Türkiye’yi yöneten mevcut hükümet en gözü kara haliyle bu emperyalist politikalara bağlanmış eklemlenmiş durumdadır. Hükümetin uyguladığı iç ve dış politikalar giderek artan ölçülerde içeride ve dışarıda çatışma ve savaş riskini artırmakta ülkeyi sonu belirsiz ve halkların yararına olmayan bir bütün olarak yaşadığımız coğrafyayı istikrarsızlaştıran bir serüvene sürükleme görüntüsü sunmaktadır. Bu genel tablo içinde 1 Eylül Dünya Barış günü, ülke ve bölge halkları açısından son derece yaşamsal önem kazanmıştır. Emperyalist merkezlerin savaş kışkırtıcı bölge hükümetlerinin politikalarına karşı halkların barış talebi uğruna daha fazla seslerini yükseltebilmek göreviyle, sorumluluğuyla karşı karşıyadır.

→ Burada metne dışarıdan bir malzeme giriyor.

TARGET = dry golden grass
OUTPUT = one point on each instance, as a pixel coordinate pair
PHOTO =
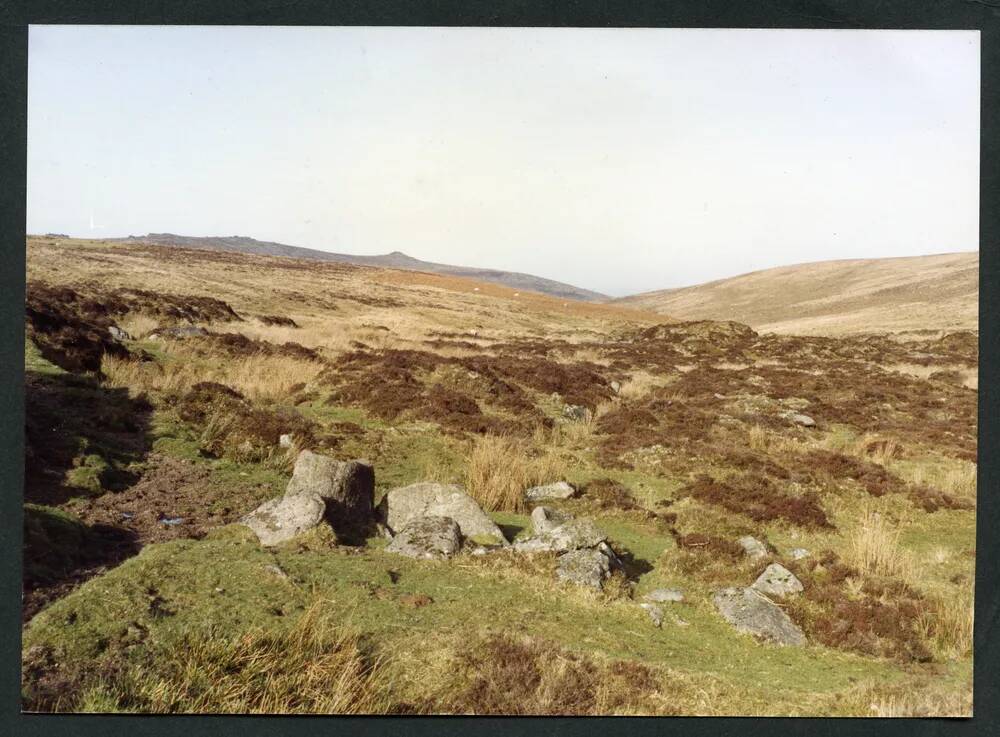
(947, 626)
(956, 478)
(757, 439)
(260, 377)
(314, 667)
(639, 384)
(836, 297)
(873, 546)
(501, 468)
(970, 376)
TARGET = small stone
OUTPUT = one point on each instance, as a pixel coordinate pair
(347, 489)
(117, 333)
(282, 519)
(427, 537)
(800, 419)
(276, 570)
(664, 595)
(751, 612)
(558, 490)
(572, 535)
(401, 506)
(545, 519)
(753, 547)
(655, 613)
(584, 568)
(776, 580)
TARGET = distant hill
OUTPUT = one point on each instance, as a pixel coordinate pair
(394, 260)
(836, 297)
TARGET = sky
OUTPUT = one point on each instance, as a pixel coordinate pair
(619, 160)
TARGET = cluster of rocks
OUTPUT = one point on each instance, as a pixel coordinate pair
(426, 520)
(753, 609)
(431, 520)
(435, 521)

Bizler barış istiyoruz, çünkü insanız! Biliyoruz ki başta yaşam hakkı olmak üzere, insan hakları ihlallerinin en yoğun yaşandığı dönemler savaş ve çatışma dönemleridir. Çünkü, komşu ülkelerle karşılıklı yarar ilkesine dayalı, iç işlerine karışmadan eşit, dostça bir arada yaşamak istiyoruz. Barış istiyoruz, çünkü savaşın insanlığın bütün tarihsel birikimlerini, değerlerini, eserlerini yok ettiğini biliyoruz, gördük ve yaşadık… Barış istiyoruz, çünkü savaşların doğayı ekolojik dengelerini, bütün canlı hayatı geriye dönülemez biçimde tahrip ettiğini yok ettiğini biliyoruz, gördük ve yaşadık. Barış istiyoruz, çünkü savaşların halklar arasında dostluk, dayanışma, sevgi, duyguları parçaladığını biliyoruz. Savaşların halkları ve ülkeleri yoksullaştırdığını sosyal, toplumsal ekonomik maliyetlerin büyük olduğunu bildiğimiz için barış istiyoruz. Savaşın yalnızca bir avuç silah tekelinin ve onların çanak yalayıcılarının çıkarına olduğunu bildiğimiz için barış istiyoruz. Gerçek barışın insana, insanlığına, doğaya ve hayata uygun olduğunu bildiğimiz için barış diyoruz, barış istiyoruz. Değil birkaç tek bir Memet’ in değil ölmesi burnunun bile kanamaması, tek bir Kürt gencinin ölmemesi için barış diliyoruz. Farklı dillerin kültürlerin, kimliklerin barış içerisinde birlikte eşit yurttaşlar olarak yaşaması için barış istiyoruz” ifadelerine yer verildi.